Wood Bison Trail
Driving north from the city on Highway 63 gives you a chance to view the mining operations (albeit at a distance), plus make a few interesting stops. Up to 40,000 vehicles a day traverse this route, including 400 buses filled with workers, so be prepared for a lot of traffic, especially during shift changes.
Make your first stop 27 kilometers (17 miles) north of Fort McMurray at the Wood Bison Trail Gateway, where there is an impressive wood bison sculpture made from oil sands. Also on display is a 100-million-year-old cypress tree found fossilized in the oil sands. This pullout is also the starting point for the Matcheetawin Discovery Trails, two interpretive loops over a reclaimed mine now covered in a mixed forest of aspen and spruce. The longer of the two passes a lookout over the Syncrude development.

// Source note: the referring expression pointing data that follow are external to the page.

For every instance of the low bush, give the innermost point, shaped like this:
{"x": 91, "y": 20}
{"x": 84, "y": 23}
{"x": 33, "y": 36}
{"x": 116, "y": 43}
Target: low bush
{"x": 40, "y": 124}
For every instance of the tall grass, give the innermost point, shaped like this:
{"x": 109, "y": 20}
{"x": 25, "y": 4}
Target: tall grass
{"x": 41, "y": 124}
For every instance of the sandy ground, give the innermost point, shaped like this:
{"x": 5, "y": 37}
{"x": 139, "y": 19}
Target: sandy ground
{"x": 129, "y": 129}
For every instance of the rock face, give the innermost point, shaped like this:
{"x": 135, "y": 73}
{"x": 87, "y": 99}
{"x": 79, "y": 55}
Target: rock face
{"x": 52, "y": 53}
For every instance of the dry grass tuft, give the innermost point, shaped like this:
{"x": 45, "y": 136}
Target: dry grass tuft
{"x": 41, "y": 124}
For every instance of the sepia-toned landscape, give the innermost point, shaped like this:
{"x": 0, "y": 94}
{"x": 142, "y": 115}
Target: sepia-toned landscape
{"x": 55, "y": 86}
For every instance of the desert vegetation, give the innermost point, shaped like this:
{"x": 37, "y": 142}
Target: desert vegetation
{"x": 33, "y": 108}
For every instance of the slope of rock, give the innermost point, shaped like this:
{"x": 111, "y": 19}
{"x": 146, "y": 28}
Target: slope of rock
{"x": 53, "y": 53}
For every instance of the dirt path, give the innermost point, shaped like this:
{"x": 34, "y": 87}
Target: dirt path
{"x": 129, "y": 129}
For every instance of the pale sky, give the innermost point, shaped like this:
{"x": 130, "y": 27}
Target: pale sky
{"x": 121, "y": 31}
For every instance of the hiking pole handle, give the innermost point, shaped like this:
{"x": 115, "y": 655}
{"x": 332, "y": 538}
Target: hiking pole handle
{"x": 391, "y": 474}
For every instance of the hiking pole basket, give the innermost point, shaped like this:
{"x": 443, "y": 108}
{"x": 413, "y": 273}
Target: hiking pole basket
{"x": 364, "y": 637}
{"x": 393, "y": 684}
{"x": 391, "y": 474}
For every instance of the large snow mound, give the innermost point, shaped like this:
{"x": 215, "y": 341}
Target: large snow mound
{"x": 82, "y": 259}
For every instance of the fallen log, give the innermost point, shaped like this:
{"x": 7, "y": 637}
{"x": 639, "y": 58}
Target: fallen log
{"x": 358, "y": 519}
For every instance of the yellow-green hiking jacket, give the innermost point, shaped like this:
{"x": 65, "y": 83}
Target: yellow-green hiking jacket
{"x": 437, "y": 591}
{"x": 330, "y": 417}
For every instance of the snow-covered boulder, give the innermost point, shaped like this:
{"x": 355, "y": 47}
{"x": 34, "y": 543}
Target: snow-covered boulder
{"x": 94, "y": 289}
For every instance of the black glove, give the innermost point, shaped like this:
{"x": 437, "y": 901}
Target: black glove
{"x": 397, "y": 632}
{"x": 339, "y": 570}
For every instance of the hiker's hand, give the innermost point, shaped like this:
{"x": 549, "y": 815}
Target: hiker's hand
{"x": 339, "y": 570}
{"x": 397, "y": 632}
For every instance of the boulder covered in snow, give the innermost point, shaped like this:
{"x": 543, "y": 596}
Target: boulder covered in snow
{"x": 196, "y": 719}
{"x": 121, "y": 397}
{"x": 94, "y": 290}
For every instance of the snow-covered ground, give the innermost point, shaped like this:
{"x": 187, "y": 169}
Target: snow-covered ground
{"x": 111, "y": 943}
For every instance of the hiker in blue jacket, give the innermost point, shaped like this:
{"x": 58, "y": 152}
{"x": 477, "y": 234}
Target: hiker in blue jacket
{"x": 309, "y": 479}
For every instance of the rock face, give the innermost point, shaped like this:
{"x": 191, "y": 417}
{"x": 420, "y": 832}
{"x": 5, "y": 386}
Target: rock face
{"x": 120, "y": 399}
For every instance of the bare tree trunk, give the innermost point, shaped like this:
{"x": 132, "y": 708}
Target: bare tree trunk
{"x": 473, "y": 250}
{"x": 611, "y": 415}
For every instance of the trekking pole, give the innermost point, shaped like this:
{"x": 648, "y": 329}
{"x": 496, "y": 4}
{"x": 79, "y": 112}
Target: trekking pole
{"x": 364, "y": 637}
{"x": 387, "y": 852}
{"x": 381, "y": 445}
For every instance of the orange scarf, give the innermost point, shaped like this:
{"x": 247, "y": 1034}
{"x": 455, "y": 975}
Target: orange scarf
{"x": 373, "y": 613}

Continuing north three kilometers (1.9 miles) is a turn to the left that climbs to a viewpoint over a herd of 300 bison. The road then parallels a reclamation pond to the Giants of Mining exhibit, comprising some of the original machinery used in oil sands development. This is the beginning of the Syncrude spread, and as the road loops around the pond, you begin to get a feel for the scope of the operation.

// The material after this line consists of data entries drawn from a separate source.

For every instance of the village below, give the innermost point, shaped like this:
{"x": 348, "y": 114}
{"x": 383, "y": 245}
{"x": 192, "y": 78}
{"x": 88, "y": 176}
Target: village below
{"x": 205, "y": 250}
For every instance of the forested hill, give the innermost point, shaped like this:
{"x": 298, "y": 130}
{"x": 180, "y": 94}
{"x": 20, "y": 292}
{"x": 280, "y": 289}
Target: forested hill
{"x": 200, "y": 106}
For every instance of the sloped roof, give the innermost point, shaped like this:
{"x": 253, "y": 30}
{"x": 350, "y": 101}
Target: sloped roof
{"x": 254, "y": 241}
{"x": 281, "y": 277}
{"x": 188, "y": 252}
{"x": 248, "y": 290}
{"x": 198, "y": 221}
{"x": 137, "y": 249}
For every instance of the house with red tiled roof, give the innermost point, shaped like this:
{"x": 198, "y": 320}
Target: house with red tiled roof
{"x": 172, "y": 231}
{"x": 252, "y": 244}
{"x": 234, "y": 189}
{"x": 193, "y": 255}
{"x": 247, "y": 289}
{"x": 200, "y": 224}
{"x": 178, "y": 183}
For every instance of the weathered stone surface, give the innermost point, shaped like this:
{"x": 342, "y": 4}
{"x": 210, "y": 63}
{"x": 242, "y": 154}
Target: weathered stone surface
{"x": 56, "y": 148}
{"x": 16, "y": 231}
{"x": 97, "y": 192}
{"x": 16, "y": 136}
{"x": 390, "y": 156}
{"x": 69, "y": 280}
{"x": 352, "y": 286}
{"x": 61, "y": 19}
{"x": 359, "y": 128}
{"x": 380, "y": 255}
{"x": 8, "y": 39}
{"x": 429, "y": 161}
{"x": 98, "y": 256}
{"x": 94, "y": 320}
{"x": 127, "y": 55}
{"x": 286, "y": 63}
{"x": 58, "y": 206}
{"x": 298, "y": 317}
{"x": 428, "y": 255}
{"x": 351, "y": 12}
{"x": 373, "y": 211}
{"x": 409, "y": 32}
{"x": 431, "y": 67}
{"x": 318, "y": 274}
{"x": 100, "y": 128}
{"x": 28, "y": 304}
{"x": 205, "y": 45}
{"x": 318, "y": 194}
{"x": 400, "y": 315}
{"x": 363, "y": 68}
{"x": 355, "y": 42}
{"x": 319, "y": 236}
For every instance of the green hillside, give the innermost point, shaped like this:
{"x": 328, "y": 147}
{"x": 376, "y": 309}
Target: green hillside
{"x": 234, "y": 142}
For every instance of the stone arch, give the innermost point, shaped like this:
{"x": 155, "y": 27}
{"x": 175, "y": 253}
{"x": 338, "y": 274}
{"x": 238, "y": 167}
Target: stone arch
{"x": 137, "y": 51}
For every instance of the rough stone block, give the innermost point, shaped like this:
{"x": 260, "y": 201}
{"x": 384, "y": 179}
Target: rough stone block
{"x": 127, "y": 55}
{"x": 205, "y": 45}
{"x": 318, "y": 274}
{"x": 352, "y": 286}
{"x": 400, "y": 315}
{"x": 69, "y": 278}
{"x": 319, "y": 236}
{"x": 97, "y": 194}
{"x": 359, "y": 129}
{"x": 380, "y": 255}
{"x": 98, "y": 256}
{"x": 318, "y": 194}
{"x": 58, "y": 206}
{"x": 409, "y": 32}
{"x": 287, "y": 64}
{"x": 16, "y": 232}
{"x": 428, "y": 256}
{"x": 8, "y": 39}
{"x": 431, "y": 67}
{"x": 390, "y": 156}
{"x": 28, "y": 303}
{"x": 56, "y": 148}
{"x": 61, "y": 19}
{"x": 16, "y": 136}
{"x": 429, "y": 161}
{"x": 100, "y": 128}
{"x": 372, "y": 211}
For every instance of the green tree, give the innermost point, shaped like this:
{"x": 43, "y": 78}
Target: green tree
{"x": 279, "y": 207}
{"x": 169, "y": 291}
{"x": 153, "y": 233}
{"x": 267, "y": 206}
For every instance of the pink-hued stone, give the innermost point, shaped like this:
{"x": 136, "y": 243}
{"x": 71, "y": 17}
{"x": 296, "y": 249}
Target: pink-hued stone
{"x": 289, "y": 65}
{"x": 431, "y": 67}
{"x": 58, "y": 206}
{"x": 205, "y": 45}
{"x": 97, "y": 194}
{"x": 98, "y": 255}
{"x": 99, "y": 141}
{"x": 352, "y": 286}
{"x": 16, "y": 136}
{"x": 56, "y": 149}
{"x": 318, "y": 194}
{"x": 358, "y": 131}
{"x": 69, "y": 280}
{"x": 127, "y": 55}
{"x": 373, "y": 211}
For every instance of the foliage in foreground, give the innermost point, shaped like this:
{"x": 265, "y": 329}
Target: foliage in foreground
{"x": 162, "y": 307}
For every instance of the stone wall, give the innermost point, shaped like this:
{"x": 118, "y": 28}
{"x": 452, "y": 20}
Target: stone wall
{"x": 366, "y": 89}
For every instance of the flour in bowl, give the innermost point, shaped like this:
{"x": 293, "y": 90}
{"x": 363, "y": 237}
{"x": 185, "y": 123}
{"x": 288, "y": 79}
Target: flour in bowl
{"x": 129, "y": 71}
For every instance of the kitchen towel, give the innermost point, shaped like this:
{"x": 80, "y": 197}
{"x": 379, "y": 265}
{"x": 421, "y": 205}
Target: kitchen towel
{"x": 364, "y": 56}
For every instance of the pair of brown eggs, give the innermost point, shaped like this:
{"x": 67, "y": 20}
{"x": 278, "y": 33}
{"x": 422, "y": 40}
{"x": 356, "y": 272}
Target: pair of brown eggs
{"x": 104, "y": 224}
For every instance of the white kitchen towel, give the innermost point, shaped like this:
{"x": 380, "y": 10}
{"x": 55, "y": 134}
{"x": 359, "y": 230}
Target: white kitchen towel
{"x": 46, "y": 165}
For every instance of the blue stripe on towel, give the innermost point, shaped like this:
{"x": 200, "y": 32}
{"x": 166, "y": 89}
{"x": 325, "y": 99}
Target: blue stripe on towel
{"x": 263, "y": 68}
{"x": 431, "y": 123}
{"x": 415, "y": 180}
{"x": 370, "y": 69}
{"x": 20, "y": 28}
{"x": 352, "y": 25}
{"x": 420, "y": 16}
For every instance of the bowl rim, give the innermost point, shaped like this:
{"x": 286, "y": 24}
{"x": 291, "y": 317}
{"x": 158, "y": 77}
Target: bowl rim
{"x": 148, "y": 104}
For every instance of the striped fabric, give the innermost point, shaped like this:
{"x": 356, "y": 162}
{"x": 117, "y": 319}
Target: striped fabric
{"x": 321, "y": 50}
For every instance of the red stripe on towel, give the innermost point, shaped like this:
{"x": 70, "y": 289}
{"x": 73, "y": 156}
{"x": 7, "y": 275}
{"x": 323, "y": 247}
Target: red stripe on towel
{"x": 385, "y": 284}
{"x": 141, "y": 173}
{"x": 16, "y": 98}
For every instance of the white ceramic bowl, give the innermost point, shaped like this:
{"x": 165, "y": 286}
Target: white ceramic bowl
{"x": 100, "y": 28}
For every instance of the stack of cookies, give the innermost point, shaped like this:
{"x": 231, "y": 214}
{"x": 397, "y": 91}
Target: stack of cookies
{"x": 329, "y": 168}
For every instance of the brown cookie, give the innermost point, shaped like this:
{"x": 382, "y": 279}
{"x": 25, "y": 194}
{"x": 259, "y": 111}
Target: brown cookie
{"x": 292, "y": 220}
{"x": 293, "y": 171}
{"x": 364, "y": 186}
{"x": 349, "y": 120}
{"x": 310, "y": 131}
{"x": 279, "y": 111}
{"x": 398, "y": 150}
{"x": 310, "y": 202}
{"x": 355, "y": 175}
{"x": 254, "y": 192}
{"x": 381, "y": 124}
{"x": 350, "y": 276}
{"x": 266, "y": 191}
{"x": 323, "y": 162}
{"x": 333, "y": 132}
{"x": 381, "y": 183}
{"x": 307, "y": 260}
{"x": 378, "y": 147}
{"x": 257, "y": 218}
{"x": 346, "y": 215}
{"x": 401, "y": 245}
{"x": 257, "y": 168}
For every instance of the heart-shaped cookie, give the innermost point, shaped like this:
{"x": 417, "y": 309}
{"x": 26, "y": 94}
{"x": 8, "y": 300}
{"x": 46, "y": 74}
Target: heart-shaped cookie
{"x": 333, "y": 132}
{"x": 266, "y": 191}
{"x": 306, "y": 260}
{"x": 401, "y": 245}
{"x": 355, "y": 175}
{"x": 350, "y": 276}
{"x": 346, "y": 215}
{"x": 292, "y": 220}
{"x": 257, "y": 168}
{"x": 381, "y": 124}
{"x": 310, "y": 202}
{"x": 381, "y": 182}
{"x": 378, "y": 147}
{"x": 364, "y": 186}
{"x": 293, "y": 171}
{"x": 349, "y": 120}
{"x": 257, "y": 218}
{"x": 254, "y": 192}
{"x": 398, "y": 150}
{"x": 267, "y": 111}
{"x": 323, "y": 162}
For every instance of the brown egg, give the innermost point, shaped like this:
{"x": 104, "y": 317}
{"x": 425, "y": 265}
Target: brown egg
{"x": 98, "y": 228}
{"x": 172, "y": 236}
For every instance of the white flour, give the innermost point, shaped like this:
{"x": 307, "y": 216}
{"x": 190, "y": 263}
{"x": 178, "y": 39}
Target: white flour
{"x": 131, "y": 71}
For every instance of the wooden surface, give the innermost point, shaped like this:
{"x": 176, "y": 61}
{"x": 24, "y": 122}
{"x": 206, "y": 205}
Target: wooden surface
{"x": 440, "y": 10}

Around 55 kilometers (34 miles) from Fort McMurray, the road forks. To the left is Fort McKay, and to the right Highway 63 crosses the Athabasca River and continues 10 kilometers (6.2 miles) to a dock. Here, supplies such as petroleum and building materials are loaded onto barges and transported downstream (north) to remote communities such as Fort Chipewyan.
This is the end of the summer road. Between December and March, a winter road is built over the frozen muskeg and river 225 kilometers (140 miles) to Fort Chipewyan and up the Slave River to Fort Smith in the Northwest Territories.